Belki de Chung Myung'un gördüğü buydu. Bu yüzden onlara bu eğitimi yaptırdı.

Ve bu sefer, Chung Myung'un planlarının kesin bir etkisi oldu. Ne kadar çok dövüşürlerse, bu kaotik savaşla nasıl başa çıkacaklarını o kadar hızlı anladılar. Zihin anlamadan önce beden anlar ve hareket eder sözü muhtemelen bu duruma atıfta bulunuyordu.

Güzel, bu iyi. Her şey yolunda. Sorun şu ki.

"Bunu deneyimleyen sadece biz değiliz.

Bu yangbanlar sadece grup savaş deneyimini değil, aynı zamanda gerçek savaş deneyimini de bu tek eğitimle özümsüyorlar.
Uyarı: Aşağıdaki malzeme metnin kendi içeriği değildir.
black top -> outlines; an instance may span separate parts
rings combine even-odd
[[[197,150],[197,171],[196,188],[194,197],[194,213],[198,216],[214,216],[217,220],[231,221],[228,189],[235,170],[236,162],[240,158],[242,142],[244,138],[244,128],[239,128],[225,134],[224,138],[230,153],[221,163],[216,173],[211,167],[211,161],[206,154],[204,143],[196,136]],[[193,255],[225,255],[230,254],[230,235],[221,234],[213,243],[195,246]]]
Her geçen gün daha da güçleniyor ve keskinleşiyorlardı.

Öyle ki Baek Cheon sık sık şaşırıyordu.

"İnsanlar bizi izlediklerinde böyle mi hissediyorlardı?

Başkalarının gözünüzün önünde gözle görülür bir şekilde büyümesini izlemek çok eşsiz bir deneyim. Özellikle de kılıç darbeleri savururken onların büyümesini kendi bedeninizle hissettiğinizde, duygular daha da güçlenir.
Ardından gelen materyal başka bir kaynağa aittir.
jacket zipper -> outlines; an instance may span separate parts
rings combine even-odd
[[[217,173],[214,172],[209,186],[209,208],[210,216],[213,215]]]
Birinin büyümesini izlemek hem tatmin edicidir hem de bir kriz hissi uyandırır. Asla yakalanmamak için yanıp tutuşan bir arzuyla doluydular.

Bu şüphesiz iyi bir şeydi.

...Keşke büyüyen tek şey 'becerileri' olsaydı.

"Ama... bu biraz...."

Baek Cheon yavaşça kendisine yaklaşan insanlara tedirginlikle baktı.

İki elinde bıçak tutarken sinsi bir gülümsemeyle yaklaşan Tang Pae'yi anlayabiliyordu. Ne de olsa Tang Ailesi için bu eğitim tamamen Hua Dağı'nı yenmekle ilgiliydi.

Ama....

"Hmm."

Namgung Dowi, biraz rahatsız ama teslim olmuş bir ifadeyle yaklaştı ve...

"Huhuhuhu...."

'Yakaladım seni küçük piç' diyen bir yüz ifadesiyle yaklaşan Im Sobyeong için durum biraz daha farklı değil mi?

"Uh...."

Baek Cheon temkinli bir şekilde elini kaldırdı. Ve yaklaşanları ima etti.

"Nedense... Bunun eğitimin asıl amacından biraz saptığını düşünmüyor musunuz...?"

"Ha?"

"...Bunun kaotik bir savaş olması gerekmiyor muydu?"

"Hahaha."

Cevap veren kişi Im Sobyeong'dan başkası değildi.

"Aigoo, görünüşe göre Baek Cheon Dojang'ımız bir konuda yanılıyor."

"Evet?"

"...Bu sana hâlâ eğitim gibi mi görünüyor? Hm?"

Baek Cheon, Im Sobyeong'un açıkça hırlamasını izlerken ürperdi.

"Hayır, şey... eğer düşünürsen, bu bir eğitim değil mi?"

Ancak Tang Pae'nin o aşağılık Şeytani Tarikat piçinden farklı düşündüğü anlaşılıyordu. Gerçekten de Sichuan Tang Ailesi'nden Sogaju'dan beklendiği gibi....

"Eğitim eğitimdir. Ama bu eğitimden sadece Hua Dağı keyif alır."

"...."

Hayır, öyle değil. Tang Pae biraz daha soğuk. Ama... düşününce, Tang Ailesi muhtemelen daha fazla kötü duygular besliyor.

"Eğlenceye biz de katılalım... Gerçekten dar görüşlüsünüz. Baek Cheon Dojang."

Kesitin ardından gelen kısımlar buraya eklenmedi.